Total volume estimates (fwd)
   Oct 15, 2003 17:46 PDT 


I'm forwarding a thought-provoking communication from Colby Rucker about calculating tree volume. Colby, Will, and I are always talking about ways to compute tree volume.

---------------------- Forwarded Message: ---------------------
From:    "Colby Rucker" ;
To:      <>;
Subject: Total volume estimates
Date:    Wed, 15 Oct 2003 00:29:09 -0400


I like to limit volume calculations to the main trunk and heavier leads so
that modeling of hypothetical cuts also provides a total in board feet.
This allows comparisons with the historic record of trees that scaled from
12,000 to more than 20,000 board feet.

I think it's unwise to add some trifling percentage for brush to the
carefully calculated trunk volume of some conifer. It become apples and
oranges, and guesswork always ruins good numbers.

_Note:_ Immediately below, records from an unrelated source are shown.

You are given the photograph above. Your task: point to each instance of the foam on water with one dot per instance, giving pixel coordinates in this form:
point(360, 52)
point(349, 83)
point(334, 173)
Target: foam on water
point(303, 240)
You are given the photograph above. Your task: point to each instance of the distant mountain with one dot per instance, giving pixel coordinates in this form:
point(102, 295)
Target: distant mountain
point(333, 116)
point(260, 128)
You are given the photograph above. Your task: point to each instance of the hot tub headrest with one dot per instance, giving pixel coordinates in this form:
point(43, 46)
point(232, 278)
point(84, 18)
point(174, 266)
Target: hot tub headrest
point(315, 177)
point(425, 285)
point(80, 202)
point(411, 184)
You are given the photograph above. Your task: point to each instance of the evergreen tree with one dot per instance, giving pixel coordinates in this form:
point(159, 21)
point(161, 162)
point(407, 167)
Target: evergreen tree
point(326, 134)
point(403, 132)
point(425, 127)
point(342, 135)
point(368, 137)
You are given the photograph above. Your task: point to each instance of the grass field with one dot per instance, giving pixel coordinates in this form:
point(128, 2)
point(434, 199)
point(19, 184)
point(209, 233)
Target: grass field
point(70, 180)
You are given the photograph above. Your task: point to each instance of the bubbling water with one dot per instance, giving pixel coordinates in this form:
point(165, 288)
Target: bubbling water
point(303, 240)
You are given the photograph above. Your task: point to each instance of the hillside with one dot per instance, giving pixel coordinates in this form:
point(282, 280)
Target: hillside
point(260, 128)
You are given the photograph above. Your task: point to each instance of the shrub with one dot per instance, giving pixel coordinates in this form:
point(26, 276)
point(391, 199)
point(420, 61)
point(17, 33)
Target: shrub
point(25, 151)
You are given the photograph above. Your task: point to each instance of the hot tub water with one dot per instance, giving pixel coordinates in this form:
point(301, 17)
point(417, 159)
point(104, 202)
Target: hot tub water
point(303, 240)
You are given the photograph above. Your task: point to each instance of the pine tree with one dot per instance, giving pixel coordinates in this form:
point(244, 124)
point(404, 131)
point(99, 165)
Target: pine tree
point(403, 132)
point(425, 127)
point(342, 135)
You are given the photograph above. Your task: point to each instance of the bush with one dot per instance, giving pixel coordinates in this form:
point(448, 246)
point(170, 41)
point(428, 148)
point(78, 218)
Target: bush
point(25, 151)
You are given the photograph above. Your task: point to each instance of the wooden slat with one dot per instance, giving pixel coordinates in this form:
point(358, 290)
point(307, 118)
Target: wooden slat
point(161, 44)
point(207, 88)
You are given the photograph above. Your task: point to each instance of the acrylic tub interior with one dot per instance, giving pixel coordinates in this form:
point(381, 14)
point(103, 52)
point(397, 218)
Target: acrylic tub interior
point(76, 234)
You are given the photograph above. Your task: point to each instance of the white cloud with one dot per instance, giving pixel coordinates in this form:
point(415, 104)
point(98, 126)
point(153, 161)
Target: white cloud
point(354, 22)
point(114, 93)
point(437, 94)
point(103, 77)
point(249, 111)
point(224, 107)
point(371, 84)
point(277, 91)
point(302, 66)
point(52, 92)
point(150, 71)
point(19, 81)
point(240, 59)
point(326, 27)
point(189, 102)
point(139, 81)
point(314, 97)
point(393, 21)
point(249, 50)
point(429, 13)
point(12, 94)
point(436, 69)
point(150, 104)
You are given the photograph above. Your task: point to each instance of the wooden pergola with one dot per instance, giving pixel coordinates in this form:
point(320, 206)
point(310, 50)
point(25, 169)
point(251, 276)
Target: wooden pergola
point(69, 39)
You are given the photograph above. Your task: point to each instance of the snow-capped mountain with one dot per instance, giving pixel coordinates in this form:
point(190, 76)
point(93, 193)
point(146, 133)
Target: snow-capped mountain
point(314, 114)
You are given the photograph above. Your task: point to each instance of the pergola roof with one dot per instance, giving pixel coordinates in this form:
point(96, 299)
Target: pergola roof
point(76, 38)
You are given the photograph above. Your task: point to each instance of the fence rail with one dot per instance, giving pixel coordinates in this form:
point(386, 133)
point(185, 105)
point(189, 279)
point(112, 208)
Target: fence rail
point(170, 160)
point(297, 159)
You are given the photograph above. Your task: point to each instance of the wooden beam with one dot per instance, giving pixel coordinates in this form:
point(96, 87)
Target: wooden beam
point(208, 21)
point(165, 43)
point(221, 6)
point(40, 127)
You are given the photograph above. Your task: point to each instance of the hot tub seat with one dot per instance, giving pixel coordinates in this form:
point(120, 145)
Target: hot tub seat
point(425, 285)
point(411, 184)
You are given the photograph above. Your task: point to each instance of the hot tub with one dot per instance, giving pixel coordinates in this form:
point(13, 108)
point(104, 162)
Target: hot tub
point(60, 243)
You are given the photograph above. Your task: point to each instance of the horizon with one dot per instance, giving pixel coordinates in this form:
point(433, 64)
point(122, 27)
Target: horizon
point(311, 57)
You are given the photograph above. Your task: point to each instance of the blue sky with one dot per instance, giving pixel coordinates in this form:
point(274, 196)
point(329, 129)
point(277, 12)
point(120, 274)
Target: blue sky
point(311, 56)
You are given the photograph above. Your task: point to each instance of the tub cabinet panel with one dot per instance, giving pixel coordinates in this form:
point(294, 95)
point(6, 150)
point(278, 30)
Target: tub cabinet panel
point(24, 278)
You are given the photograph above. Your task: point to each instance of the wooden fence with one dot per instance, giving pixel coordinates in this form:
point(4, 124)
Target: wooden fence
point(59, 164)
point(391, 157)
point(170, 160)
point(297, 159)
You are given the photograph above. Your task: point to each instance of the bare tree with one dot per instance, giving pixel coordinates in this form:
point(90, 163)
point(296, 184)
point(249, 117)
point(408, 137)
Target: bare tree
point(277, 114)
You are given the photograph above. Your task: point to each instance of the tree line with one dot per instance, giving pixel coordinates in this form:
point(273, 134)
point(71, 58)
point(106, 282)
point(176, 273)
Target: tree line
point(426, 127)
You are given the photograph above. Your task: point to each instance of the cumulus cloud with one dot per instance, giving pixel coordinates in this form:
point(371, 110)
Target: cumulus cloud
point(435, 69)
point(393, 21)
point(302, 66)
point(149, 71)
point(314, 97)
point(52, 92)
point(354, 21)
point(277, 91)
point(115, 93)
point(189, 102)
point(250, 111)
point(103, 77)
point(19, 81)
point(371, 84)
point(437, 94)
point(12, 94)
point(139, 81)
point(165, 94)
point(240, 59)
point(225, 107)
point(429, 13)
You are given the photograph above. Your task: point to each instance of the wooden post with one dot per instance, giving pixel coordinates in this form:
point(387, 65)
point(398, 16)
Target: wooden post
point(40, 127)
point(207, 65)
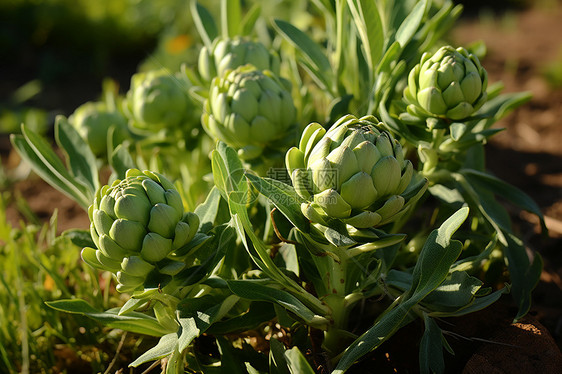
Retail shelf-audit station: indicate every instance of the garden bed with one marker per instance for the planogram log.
(528, 155)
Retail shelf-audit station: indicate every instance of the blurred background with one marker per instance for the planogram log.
(58, 54)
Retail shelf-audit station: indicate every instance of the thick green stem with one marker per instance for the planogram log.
(336, 337)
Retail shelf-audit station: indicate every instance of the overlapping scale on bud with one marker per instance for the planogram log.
(249, 110)
(230, 53)
(136, 224)
(354, 172)
(159, 100)
(93, 120)
(449, 84)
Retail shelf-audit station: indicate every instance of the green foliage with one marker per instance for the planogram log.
(286, 248)
(39, 267)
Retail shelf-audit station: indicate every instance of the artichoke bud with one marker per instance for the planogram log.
(158, 100)
(163, 219)
(155, 247)
(249, 109)
(451, 84)
(111, 249)
(136, 223)
(311, 134)
(355, 172)
(128, 234)
(107, 263)
(229, 54)
(154, 191)
(93, 120)
(313, 212)
(88, 254)
(133, 208)
(128, 282)
(135, 265)
(391, 207)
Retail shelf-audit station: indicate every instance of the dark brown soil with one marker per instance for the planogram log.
(528, 154)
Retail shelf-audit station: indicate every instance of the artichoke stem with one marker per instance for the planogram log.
(336, 337)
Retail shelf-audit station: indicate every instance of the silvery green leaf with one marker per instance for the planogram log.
(436, 257)
(369, 26)
(284, 197)
(411, 23)
(204, 22)
(431, 348)
(44, 161)
(165, 347)
(297, 362)
(138, 323)
(81, 160)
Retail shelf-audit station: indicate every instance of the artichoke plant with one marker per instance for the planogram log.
(228, 54)
(93, 120)
(158, 100)
(355, 172)
(449, 84)
(249, 110)
(137, 224)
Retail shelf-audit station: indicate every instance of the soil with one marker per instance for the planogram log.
(528, 154)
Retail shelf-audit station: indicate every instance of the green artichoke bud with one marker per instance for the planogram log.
(158, 100)
(93, 120)
(249, 110)
(228, 54)
(450, 84)
(355, 172)
(136, 224)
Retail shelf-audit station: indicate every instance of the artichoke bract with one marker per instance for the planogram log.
(228, 54)
(158, 100)
(449, 84)
(249, 110)
(136, 224)
(92, 120)
(354, 172)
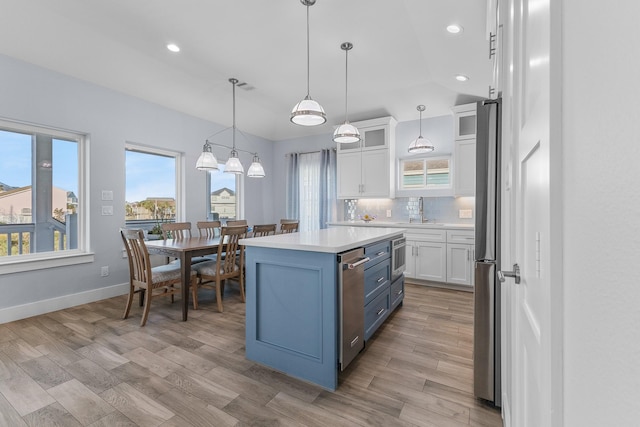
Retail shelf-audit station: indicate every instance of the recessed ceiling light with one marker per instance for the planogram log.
(454, 29)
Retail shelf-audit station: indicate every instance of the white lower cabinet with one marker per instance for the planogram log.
(459, 264)
(426, 255)
(440, 255)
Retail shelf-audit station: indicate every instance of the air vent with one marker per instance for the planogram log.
(245, 86)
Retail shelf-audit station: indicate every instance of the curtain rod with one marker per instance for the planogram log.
(311, 152)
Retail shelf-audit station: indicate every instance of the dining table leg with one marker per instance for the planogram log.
(185, 267)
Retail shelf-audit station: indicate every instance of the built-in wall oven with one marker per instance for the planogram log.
(398, 257)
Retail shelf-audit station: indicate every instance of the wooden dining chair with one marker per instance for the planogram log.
(163, 280)
(228, 265)
(288, 227)
(264, 230)
(176, 230)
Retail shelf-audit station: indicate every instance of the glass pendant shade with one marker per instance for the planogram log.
(420, 145)
(233, 165)
(346, 133)
(207, 161)
(255, 170)
(308, 113)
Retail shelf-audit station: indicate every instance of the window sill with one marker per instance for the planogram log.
(20, 263)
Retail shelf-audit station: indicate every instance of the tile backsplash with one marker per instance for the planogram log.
(436, 209)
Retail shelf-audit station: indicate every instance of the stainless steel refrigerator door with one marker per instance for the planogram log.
(484, 331)
(487, 185)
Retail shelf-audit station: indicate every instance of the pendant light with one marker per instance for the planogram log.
(346, 132)
(308, 112)
(207, 161)
(233, 165)
(420, 145)
(255, 170)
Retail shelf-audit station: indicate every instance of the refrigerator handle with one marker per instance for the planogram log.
(515, 273)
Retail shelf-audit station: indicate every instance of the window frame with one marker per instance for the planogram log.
(239, 193)
(178, 156)
(425, 186)
(51, 259)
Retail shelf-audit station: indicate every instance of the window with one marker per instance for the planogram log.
(42, 201)
(149, 202)
(427, 173)
(224, 201)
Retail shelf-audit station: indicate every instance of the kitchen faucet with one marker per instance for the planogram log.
(420, 211)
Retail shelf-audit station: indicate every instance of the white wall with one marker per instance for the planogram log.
(36, 95)
(601, 128)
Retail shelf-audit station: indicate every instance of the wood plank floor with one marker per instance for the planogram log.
(85, 366)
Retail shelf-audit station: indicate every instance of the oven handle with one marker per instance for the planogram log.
(351, 266)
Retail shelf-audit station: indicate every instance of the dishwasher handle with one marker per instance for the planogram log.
(353, 265)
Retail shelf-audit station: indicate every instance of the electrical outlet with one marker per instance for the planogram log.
(465, 213)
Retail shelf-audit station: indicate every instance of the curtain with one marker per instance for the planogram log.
(328, 187)
(292, 186)
(311, 188)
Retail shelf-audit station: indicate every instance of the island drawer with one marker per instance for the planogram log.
(377, 252)
(397, 292)
(375, 313)
(376, 279)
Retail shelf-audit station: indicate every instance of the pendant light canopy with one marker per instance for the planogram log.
(207, 161)
(308, 112)
(256, 170)
(346, 132)
(420, 145)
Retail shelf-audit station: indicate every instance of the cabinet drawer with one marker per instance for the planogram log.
(376, 279)
(427, 235)
(397, 292)
(377, 252)
(466, 237)
(375, 313)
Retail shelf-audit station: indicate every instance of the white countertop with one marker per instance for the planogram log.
(329, 240)
(405, 225)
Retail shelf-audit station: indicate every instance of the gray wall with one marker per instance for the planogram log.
(39, 96)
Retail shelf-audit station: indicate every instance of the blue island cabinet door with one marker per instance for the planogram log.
(292, 313)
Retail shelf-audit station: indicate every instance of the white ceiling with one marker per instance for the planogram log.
(402, 55)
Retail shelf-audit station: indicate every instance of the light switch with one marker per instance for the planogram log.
(465, 213)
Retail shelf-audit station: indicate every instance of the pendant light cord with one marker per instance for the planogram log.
(233, 83)
(308, 61)
(346, 82)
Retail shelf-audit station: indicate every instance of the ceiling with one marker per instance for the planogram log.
(402, 54)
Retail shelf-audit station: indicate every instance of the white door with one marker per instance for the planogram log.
(531, 141)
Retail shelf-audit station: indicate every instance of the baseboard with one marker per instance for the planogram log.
(23, 311)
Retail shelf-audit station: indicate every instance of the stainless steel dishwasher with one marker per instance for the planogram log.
(351, 295)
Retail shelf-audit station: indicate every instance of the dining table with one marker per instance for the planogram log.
(184, 249)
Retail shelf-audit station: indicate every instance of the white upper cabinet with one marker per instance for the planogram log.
(366, 169)
(464, 176)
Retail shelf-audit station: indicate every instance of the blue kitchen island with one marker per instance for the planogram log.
(292, 309)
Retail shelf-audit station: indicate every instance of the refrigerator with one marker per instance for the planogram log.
(486, 343)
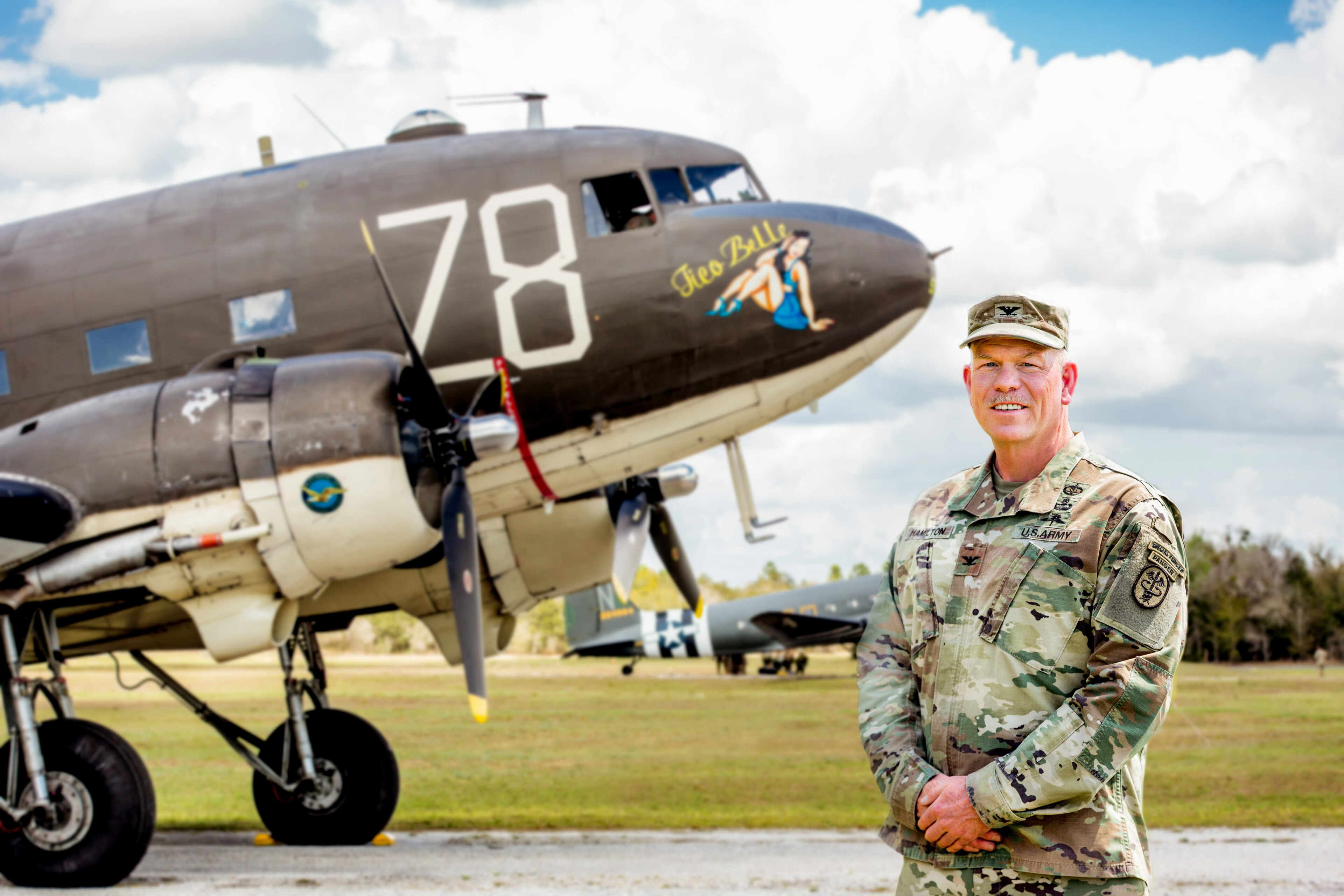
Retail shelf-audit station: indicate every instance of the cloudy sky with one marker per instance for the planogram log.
(1174, 173)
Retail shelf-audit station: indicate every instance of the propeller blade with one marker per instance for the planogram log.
(429, 407)
(464, 580)
(632, 531)
(668, 546)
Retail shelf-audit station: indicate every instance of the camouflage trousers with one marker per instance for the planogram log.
(923, 879)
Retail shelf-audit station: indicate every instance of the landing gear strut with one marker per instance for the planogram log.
(324, 777)
(78, 809)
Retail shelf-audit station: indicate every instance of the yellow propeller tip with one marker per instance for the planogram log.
(480, 707)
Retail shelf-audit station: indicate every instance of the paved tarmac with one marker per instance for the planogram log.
(1190, 863)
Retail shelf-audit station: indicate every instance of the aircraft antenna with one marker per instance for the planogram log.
(536, 115)
(298, 99)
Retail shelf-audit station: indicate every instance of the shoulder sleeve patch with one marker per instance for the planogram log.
(1144, 596)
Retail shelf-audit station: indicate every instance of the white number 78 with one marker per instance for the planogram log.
(515, 279)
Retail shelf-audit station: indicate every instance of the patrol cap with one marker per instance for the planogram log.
(1018, 316)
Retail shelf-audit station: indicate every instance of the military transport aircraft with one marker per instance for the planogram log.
(241, 412)
(600, 624)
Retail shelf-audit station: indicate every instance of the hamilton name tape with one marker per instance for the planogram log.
(1163, 556)
(1040, 534)
(945, 531)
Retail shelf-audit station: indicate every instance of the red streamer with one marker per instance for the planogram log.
(511, 409)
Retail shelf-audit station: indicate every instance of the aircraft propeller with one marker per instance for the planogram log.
(451, 452)
(639, 512)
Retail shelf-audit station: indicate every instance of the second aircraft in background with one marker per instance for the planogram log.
(598, 624)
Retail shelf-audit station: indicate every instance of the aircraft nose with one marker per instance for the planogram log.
(870, 271)
(842, 274)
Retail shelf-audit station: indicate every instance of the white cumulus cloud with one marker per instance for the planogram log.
(1190, 213)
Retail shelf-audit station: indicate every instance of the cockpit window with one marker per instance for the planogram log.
(616, 203)
(722, 184)
(668, 186)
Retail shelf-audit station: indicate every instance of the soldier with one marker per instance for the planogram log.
(1022, 651)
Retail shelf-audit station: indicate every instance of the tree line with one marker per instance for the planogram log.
(1254, 600)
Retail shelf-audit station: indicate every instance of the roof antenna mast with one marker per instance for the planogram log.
(536, 116)
(320, 121)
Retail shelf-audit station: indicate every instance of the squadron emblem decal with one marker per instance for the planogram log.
(1151, 588)
(323, 493)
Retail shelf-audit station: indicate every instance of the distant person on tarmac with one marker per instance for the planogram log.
(1023, 645)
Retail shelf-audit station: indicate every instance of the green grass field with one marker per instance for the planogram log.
(573, 745)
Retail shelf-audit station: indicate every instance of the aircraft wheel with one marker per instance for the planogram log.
(357, 789)
(103, 811)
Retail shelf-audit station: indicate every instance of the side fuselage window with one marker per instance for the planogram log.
(668, 186)
(722, 184)
(615, 205)
(112, 348)
(262, 316)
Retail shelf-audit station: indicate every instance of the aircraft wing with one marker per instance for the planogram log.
(798, 630)
(623, 643)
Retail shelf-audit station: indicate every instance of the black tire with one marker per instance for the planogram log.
(118, 793)
(354, 754)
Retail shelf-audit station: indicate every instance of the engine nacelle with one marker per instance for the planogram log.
(312, 444)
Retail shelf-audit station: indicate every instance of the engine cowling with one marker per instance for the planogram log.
(314, 445)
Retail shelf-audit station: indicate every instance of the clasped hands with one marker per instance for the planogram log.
(948, 819)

All that said, there are some monstrous open-grown trees that wouldn't yield
much in board feet, but would displace a great deal in total volume.   Of
course, there's no decent way to calculate the volume of all the twigs and
branches, but it's all wood. One interesting exception was the Wye Oak, a
white oak that stood on Maryland's Eastern Shore. Although the total is
somewhat of a composite, we can get a pretty good idea of volume from the
weight of a fallen limb weighed at the feed mill across the road.

For any kind of argument, I'll say the volume reflects the tree as it was in
1953, with its major limbs intact. Although limbs were weighed that fell
after that, a great deal of live wood was removed from the tree, year after
year, in an attempt to reduce the weight and sail area of the crown. This
suggests that the major components maintained a fairly constant weight and
volume, despite unavoidable increases in diameter. I have not counted a low
limb weighing perhaps ten to fifteen tons removed as part of the state road
upgrade to auto traffic ca. 1912.

So, not perfect, but here goes anyhow:

10/6/53      Large limb fell across road 20.0   tons (est.)
Preston, pp. 110-111.
8/29/56      Largest limb fell                 30.0   tons (est.)
Preston pp. 5, 111.
6/10/84      Largest remaining limb fell 37.0   tons (feedmill)   Balto
Sun 3/20/85
1984          Emergency pruning               2.5   tons (est.)
Balto. Sun 3/20/85

6/6/02       Tree fell; main trunk            30.75 tons (crane?)
Balto. Sun 6/23/02
6/6/02       Limb wood                         19.25 tons (est.)
Balto. Sun 6/23/02
Total weight of tree                            139.50 tons

The estimates were probably from state foresters. The 1984 limb appears
heavier than the 1956 limb, which was immense, and the longest. This
suggests the estimate of 30 tons may have been somewhat low, or the limb was
simply less fully branched. The 6/6/02 limb wood tonnage is derived from an
estimate of 100,000 pounds for the entire tree. Leaves and rakings were not
included. 19.25 tons seems reasonable. Although less than the individual
weight of the three earlier limbs, much of the trunk was removed in one
wide-load piece, with portions of the heavier limbs still attached.

139.5 tons = 279,000 lbs. Dividing by 60 lbs./cu. ft. = ca. 4650 cu. ft.

Circumference at grade was 51 feet, cbh was 31' 10". The bottom of the

trunk was a hollow shell, accessed via an iron port. This air space, having
no weight, receives no volume from the 61,500 lbs. A broad void to four
feet up, tapering abruptly to ten feet up, it amounted to about 350 cu. ft..

Thus, quite conveniently, the total volume was 5,000 cubic feet.